Turning the Tables: The Blessed are Cursed So All Will Be Blessed and You Won’t Hear Jesus Apologize for It.

Field Notes From a Religion-Less Christian

June 25, 2023

Turning the Tables: The Blessed are Cursed So All Will Be Blessed and You Won’t Hear Jesus Apologize for It.

 

Jesus said himself that his job was to deal with sinners, not the righteous.  He said the sick are in need of a physician, not the well (Luke 5).  But whom did he consider sick and sinner?

It was not the poor, the demon-possessed, the ill-clad, the homeless, the uneducated, the ill, the destitute of money and position and power. It was not the Last, the Lost, the Least, the Little and the Dead.

We get an idea of whom Jesus saw as sick and sinner when he spoke and taught on who was blessed: the poor, the mournful, the meek, justice seekers, mercy givers, goodhearted, peacemakers, persecuted, reviled (Matthew 5:1-12). Jesus is not saying here that in a perfect world the cursed will be transformed to the blessed. He is not saying in a future world the cursed will be blessed. He is saying they are blessed now, right there in their deprivation.

What kind of nonsense is that? People who are cursed are not blessed. Maybe in some mumbo-jumbo spiritual-thinking world, but not in the real world.  So, if in Jesus’ world, a world he says is indeed the real world, the cursed are blessed, then who, pray tell, in Jesus’ world are the cursed?

Precisely those who claim to be blessed and find power and position and status in their own self-judgment. I’m thinking of the Elder Son in the story Jesus tells (Luke 15). I’m thinking of Jesus’ indictment of the Scribes and Pharisees (Matthew 23). Who, in other words, were the sick and the sinner that needed a reckoning and a savior? It was those who were blessed, not cursed. It was the First, the Found, the Full, the Fabulous and the Alive who were and are the target of Jesus unconditional love attack. They are the ones to be loved into destruction and oblivion.  Not only destroyed for their sake, that they might know the liberty of seeing life as a gift and not as self-deserved or self-possessed, but also for the sake of the economically, politically and socially poor and oppressed who could benefit from some sharing with those who have so much.
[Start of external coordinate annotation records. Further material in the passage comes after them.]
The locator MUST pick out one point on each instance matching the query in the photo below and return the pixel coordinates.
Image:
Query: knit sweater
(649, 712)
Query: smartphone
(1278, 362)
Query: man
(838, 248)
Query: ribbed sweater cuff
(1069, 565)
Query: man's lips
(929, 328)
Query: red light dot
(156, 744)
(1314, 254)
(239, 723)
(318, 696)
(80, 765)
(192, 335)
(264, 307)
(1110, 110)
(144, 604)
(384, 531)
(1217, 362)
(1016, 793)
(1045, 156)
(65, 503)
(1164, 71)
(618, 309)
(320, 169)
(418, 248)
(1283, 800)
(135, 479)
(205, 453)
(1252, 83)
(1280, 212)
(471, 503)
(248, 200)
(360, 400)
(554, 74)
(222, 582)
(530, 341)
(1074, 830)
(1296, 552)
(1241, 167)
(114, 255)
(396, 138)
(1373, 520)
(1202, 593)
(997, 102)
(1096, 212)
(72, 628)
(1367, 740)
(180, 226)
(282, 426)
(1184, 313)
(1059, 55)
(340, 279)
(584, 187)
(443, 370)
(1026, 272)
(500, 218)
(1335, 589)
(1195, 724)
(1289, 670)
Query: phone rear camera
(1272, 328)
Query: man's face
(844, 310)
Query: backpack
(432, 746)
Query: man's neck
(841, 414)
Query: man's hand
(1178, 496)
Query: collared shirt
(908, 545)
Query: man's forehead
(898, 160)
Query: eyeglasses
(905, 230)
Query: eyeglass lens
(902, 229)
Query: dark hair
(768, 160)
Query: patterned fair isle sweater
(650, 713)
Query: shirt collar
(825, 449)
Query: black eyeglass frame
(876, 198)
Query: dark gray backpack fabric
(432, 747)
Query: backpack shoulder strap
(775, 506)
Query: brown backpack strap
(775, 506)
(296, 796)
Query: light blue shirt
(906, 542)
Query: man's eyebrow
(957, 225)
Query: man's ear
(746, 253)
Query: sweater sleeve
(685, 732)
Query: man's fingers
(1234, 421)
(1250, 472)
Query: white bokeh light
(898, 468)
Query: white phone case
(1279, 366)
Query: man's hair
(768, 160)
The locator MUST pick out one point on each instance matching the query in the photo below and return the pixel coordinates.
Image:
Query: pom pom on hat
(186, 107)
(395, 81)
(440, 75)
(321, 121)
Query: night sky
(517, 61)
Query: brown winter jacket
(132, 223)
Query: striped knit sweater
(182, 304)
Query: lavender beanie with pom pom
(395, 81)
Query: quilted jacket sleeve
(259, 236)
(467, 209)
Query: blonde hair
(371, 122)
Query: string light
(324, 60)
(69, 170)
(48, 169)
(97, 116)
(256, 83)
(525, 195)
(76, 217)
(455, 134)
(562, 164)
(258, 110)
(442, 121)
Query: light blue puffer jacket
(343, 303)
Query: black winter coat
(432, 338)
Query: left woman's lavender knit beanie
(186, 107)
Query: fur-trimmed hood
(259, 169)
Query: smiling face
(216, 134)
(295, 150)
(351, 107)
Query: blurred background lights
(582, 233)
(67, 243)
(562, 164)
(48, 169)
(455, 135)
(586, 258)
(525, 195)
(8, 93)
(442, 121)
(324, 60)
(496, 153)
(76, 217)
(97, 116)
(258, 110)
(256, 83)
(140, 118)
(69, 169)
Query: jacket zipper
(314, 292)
But notice, please, how the cursed are to be taken out. This is where it gets hard. It’s the reason Jesus sweat blood before he was executed (Luke 22). The cursed are to be loved to death (I called it, a moment ago, the “unconditional love attack”). I know this flies in the face of, say, Deuteronomy 13, where the faithful are not simply encouraged to avoid the unfaithful, but to, well, kill them. But Jesus lives in the wild world of being killed instead of killing others rather than the domesticated world of killing others before they can get to you.

This is the power of the cross and what is confirmed and sealed as the real deal in the resurrection.

 The power is love that is unrelenting and never ending (I Corinthians 13).

 So, those people you hate….love them. I really have a hard time with this. But Jesus doesn’t apologize to me or you. He just keeps on relentlessly and never-endingly loving. And the world is transformed.